OxFam’s research adds weight to a warning by outgoing President Joe Biden last week of a “dangerous concentration of power in the hands of very few ultra-wealthy people.” The group’s sharp-edged report, titled “Takers Not Makers,” also says the number of people in poverty has barely budged since 1990.
The World Economic Forum expects to host some 3,000 attendees, including business executives, academics, government officials, and civic group leaders at its annual meeting in the Alpine village of Davos. The first big day of meetings starts Tuesday, after a largely ceremonial start on Monday.
Donald Trump’s return to the White House is expected to be a topic of formal conversations and off-the-cuff remarks. Policy experts are participating in a Tuesday panel titled, “47th US Presidency, Early Thoughts” and a town hall called “State of Play: U.S. Dollar.”
China announces truce in Myanmar fighting
Myanmar’s military government and a major ethnic rebel group in the country’s northeast have signed a formal ceasefire agreement, mediator China said Monday.
The ceasefire between the military and the Myanmar National Democratic Alliance Army (MNDAA), which seized large tracts of territory along the border with China, is the second such pact in little over a year and came into effect on Saturday. A previous pact in January last year was not honored by either side.
The new ceasefire was brokered by China in mid-January, Foreign Ministry spokesperson Mao Ning said at a daily briefing in Beijing.
China is the most important foreign ally of Myanmar’s military rulers, who took power after ousting the elected government of Aung San Suu Kyi in February 2021. The takeover led to nationwide peaceful protests that escalated into civil war.
Beijing has major geopolitical and economic interests in Myanmar and is deeply concerned about instability along their border.
Missing American’s mother visits Syria
The mother of American journalist Austin Tice made her first visit to Syria in almost a decade Monday and said that the administration of President-elect Donald Trump had offered support to help find her son, who disappeared in 2012.
Debra Tice made the remarks at a news conference in Damascus in her first visit to the country since insurgents toppled President Bashar Assad last month. She did not present any new findings in the ongoing search.
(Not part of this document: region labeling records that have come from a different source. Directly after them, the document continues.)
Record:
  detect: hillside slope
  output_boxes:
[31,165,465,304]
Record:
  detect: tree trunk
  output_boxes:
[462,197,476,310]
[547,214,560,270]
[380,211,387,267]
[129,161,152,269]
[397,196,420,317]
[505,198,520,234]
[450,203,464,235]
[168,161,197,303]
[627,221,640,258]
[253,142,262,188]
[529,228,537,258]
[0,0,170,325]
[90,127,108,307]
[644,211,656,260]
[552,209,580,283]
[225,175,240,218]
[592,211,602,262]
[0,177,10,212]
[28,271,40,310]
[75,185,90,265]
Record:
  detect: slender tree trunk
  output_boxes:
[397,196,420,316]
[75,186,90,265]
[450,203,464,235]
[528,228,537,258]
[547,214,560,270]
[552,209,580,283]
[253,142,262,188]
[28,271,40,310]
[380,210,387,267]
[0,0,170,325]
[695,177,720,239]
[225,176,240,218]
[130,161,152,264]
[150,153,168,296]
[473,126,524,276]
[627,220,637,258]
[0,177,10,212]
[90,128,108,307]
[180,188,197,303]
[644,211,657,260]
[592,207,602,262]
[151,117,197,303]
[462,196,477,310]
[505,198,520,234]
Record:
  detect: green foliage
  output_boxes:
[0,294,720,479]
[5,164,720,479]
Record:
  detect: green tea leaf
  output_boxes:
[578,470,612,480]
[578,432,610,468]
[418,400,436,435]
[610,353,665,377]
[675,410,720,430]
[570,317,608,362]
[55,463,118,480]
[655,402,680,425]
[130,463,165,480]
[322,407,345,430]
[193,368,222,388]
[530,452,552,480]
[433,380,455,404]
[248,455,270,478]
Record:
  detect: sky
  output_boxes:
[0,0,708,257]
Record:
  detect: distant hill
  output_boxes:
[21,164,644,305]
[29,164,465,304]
Austin Tice disappeared near the Syrian capital in 2012, and has not been heard from since other than a video released weeks later that showed him blindfolded and held by armed men. Tens of thousands are believed to have gone missing in Syria since 2011, when countrywide protests against Assad spiraled into a devastating civil war.
Then-President Joe Biden told reporters in December that he believes Washington can bring Tice back, while admitting that “we have no direct evidence” of his well-being.